A Heartbeat Apart

As I sit here at the end of Father’s Day, I have a bittersweet taste in my mouth reminded of some childhood trauma that I still carry with me today.  It’s been roughly eight months since I’ve had regular interaction with my father and I can’t say that I feel too good about that.

I was reminded of the gulf between us when out of the blue, he called to speak to my daughter, who had reached out to him last week.  It felt like he was calling from 10,000 miles away, which is funny, because he actually was.  Literally he was calling from Israel, where he takes his summer vacation from his university professorship in the NY area.

Writing about the things that matter most sometimes pisses people off.  But there is no way to reach for the deeper truth, for the understanding, and yes, ultimately for the healing, if we choose to turn a blind eye to the events of our lives that have made us who we are.

I don’t need to bore you with the nasty specifics here.  Suffice it to say I am the product of a difficult and traumatic breakup that my parents went through when I was 16, and our family was ripped apart as a result.  As I sit here in the soft, sweet after glow of a Father’s Day/Graduation dinner for my honey, his children, brothers and father which we all shared at my (now our) home, I am reminded that no matter what twists and turns our lives take, no matter how far down the rabbit hole we are likely to travel, it is never too far, and more importantly, it is never too late to allow joy and love in.

So Papa, if you are reading this (since I missed your call) I wish you a very happy Father’s Day.  And even though we are 10,000 miles away, it is never too late to close that distance.  We are really only a heartbeat apart.
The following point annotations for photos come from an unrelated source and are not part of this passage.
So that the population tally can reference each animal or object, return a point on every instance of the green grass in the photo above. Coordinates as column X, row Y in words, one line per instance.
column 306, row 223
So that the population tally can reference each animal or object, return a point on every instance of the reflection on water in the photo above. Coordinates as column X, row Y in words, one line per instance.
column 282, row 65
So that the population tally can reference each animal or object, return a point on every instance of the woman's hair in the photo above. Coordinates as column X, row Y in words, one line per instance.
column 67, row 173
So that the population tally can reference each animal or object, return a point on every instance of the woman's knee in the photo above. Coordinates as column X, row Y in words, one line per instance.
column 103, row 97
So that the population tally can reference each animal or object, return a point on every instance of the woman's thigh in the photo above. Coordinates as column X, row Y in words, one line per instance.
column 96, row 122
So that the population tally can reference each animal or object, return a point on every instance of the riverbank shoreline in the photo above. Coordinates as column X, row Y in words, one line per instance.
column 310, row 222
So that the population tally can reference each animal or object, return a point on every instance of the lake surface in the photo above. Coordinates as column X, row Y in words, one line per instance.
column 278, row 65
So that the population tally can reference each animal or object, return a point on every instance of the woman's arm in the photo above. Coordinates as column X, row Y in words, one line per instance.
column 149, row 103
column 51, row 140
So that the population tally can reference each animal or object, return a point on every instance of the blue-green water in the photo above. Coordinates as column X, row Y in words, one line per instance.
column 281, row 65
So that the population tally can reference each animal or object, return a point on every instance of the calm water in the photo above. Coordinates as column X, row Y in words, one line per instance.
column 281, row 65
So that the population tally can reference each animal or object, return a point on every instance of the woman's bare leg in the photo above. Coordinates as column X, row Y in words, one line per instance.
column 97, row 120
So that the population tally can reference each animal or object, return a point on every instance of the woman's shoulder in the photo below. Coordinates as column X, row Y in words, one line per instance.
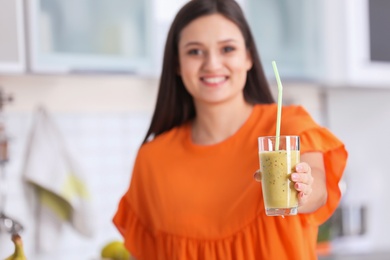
column 166, row 140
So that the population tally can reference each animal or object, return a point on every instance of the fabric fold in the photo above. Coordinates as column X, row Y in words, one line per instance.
column 61, row 192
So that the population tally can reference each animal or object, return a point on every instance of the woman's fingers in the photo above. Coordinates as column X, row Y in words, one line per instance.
column 257, row 176
column 303, row 181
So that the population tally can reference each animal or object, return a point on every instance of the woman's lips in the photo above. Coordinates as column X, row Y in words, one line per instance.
column 212, row 81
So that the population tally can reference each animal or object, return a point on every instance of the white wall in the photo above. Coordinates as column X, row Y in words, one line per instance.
column 361, row 118
column 103, row 119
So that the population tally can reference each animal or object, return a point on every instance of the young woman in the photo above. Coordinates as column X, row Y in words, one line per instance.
column 192, row 193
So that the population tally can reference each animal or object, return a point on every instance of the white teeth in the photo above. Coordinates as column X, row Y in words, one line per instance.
column 214, row 80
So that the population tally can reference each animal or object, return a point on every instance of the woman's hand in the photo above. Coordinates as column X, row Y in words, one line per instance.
column 302, row 178
column 303, row 182
column 310, row 184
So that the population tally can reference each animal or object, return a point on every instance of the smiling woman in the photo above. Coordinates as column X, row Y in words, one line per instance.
column 192, row 194
column 214, row 60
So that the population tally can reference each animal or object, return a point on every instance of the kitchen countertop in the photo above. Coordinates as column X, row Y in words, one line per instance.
column 358, row 256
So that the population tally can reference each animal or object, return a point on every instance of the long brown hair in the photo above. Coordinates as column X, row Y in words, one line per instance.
column 175, row 105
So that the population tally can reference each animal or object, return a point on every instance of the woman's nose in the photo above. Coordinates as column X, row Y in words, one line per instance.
column 212, row 61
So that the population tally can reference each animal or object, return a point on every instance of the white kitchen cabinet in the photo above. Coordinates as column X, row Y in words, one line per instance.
column 12, row 45
column 113, row 36
column 287, row 32
column 333, row 42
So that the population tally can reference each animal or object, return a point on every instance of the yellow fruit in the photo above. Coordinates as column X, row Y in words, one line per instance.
column 115, row 250
column 19, row 251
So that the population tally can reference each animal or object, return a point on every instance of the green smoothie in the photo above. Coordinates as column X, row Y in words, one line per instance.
column 276, row 168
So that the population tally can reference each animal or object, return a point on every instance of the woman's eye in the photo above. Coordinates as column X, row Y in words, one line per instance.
column 228, row 49
column 195, row 52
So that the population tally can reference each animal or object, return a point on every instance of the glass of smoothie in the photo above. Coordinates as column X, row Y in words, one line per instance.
column 278, row 157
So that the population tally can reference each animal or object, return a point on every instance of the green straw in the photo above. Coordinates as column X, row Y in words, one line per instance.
column 279, row 113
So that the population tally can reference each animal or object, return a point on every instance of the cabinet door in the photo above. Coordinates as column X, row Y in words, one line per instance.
column 12, row 54
column 287, row 32
column 90, row 35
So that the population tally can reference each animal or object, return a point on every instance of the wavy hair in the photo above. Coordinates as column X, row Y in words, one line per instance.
column 174, row 105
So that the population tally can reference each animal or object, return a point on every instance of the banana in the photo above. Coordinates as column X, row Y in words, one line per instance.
column 115, row 250
column 19, row 251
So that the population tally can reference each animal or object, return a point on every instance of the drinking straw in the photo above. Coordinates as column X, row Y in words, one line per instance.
column 279, row 113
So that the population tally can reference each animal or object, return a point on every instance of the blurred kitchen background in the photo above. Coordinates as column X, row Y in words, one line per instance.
column 94, row 66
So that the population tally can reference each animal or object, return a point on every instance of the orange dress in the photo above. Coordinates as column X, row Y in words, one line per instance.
column 189, row 201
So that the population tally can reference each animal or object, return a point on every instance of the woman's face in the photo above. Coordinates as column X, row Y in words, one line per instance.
column 213, row 59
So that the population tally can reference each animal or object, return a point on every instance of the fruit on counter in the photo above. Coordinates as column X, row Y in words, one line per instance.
column 115, row 250
column 19, row 251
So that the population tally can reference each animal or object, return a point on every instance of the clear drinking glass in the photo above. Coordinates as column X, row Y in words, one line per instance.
column 277, row 161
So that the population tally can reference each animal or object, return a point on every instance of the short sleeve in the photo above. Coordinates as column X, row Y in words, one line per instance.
column 315, row 138
column 335, row 159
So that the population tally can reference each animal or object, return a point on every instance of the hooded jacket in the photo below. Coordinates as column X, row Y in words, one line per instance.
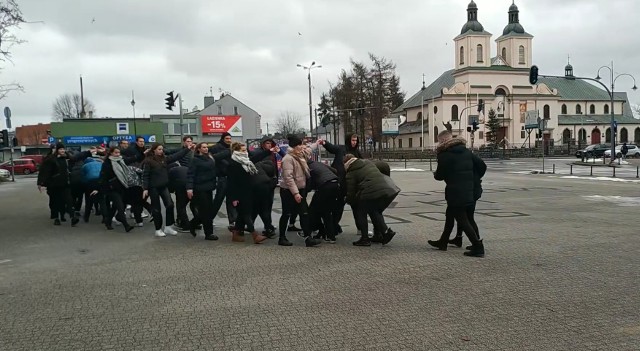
column 455, row 168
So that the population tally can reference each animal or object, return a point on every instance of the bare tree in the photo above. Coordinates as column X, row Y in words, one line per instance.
column 289, row 123
column 70, row 106
column 10, row 19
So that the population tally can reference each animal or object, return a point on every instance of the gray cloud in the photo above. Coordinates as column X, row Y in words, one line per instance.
column 251, row 48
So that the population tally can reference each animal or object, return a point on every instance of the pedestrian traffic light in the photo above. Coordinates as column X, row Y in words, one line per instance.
column 170, row 101
column 5, row 138
column 533, row 75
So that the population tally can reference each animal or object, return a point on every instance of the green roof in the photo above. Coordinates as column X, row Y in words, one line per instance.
column 577, row 89
column 434, row 89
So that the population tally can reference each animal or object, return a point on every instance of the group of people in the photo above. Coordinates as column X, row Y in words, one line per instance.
column 202, row 177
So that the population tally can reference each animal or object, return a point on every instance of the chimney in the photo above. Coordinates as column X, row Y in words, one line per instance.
column 209, row 100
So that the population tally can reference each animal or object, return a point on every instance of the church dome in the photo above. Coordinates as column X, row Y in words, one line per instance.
column 472, row 19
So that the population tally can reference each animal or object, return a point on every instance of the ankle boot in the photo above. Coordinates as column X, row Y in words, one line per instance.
column 257, row 238
column 477, row 250
column 236, row 237
column 438, row 244
column 457, row 241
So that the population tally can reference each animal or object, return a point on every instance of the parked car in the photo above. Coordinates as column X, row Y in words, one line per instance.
column 595, row 150
column 23, row 166
column 634, row 151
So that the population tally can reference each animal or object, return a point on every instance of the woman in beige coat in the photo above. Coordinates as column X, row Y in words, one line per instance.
column 295, row 172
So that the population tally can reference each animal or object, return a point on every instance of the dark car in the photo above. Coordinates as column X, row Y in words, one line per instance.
column 595, row 150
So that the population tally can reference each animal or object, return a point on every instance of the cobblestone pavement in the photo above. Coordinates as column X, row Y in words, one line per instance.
column 561, row 273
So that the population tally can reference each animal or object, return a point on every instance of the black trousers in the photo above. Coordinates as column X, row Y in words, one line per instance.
column 461, row 216
column 156, row 207
column 374, row 209
column 323, row 205
column 116, row 209
column 62, row 201
column 221, row 194
column 202, row 202
column 262, row 205
column 448, row 224
column 289, row 207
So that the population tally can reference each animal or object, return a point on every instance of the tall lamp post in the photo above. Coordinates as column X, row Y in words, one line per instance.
column 309, row 68
column 613, row 78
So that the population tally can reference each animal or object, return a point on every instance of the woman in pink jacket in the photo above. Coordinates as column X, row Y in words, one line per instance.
column 295, row 172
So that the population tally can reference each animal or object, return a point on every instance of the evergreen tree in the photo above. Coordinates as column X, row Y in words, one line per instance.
column 493, row 128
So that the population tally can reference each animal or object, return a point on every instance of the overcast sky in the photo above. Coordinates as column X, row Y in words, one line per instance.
column 251, row 48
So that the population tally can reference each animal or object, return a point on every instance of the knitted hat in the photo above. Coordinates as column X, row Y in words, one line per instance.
column 294, row 140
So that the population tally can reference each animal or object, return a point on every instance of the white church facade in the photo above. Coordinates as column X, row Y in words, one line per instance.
column 575, row 111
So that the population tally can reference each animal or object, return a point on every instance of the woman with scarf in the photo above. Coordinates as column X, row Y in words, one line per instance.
column 114, row 182
column 239, row 174
column 201, row 182
column 155, row 182
column 295, row 172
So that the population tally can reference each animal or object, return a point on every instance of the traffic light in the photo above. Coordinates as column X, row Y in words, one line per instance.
column 170, row 101
column 5, row 138
column 533, row 75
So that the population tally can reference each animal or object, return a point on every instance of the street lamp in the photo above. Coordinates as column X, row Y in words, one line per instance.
column 309, row 68
column 613, row 79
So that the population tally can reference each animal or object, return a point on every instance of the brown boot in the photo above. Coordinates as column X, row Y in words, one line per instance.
column 257, row 238
column 235, row 236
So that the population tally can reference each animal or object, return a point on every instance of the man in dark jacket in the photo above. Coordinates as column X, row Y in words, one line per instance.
column 369, row 192
column 455, row 167
column 224, row 144
column 339, row 152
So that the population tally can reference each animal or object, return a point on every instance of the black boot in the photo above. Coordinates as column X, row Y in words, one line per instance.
column 284, row 242
column 477, row 250
column 438, row 244
column 457, row 241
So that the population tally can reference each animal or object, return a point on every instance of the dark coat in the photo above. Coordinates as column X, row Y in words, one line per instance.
column 155, row 173
column 202, row 173
column 239, row 183
column 455, row 167
column 320, row 174
column 365, row 183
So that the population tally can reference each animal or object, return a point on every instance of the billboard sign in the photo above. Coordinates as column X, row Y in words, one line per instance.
column 390, row 126
column 222, row 124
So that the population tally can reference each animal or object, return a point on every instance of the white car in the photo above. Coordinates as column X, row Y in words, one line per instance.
column 634, row 151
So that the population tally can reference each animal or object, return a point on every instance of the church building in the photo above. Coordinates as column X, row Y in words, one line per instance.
column 575, row 111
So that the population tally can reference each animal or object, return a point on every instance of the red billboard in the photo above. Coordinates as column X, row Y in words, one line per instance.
column 221, row 124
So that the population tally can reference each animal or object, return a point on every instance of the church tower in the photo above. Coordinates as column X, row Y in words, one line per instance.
column 514, row 46
column 473, row 44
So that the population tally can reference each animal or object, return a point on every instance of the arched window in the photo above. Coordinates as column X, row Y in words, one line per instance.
column 624, row 135
column 546, row 112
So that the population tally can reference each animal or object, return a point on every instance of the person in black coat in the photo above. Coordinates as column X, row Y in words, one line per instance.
column 155, row 182
column 55, row 176
column 455, row 168
column 240, row 172
column 224, row 144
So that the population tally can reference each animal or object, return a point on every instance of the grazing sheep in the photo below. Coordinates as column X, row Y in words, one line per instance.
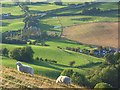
column 24, row 68
column 64, row 79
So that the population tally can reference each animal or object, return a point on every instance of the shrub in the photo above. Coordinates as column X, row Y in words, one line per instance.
column 5, row 51
column 110, row 58
column 37, row 58
column 22, row 54
column 67, row 72
column 79, row 79
column 103, row 85
column 71, row 63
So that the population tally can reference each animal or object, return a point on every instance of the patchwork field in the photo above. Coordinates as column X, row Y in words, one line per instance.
column 104, row 33
column 11, row 78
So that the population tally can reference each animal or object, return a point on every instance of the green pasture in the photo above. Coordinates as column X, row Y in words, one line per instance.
column 61, row 56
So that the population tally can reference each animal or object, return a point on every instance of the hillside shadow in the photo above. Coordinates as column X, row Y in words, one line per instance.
column 106, row 13
column 12, row 17
column 4, row 23
column 82, row 19
column 89, row 65
column 45, row 64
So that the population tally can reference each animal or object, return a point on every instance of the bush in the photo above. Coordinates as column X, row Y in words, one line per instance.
column 79, row 79
column 22, row 54
column 103, row 85
column 71, row 63
column 5, row 52
column 110, row 58
column 108, row 74
column 67, row 72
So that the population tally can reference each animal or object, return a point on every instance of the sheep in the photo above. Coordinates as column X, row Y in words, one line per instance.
column 64, row 79
column 24, row 68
2 Responses to A Heartbeat Apart
  1. Jenn Deutsch
    June 19, 2011 | 7:19 pm

    Love and hugs and support as always. I admire the way you can bare your soul to promote understanding, truth and healing. I admire the courage it takes to do this. Be who you are because you are special.

    • Diva-Mama
      June 20, 2011 | 8:39 pm

      I can’t imagine any other way of being and thank you for letting me know it resonates!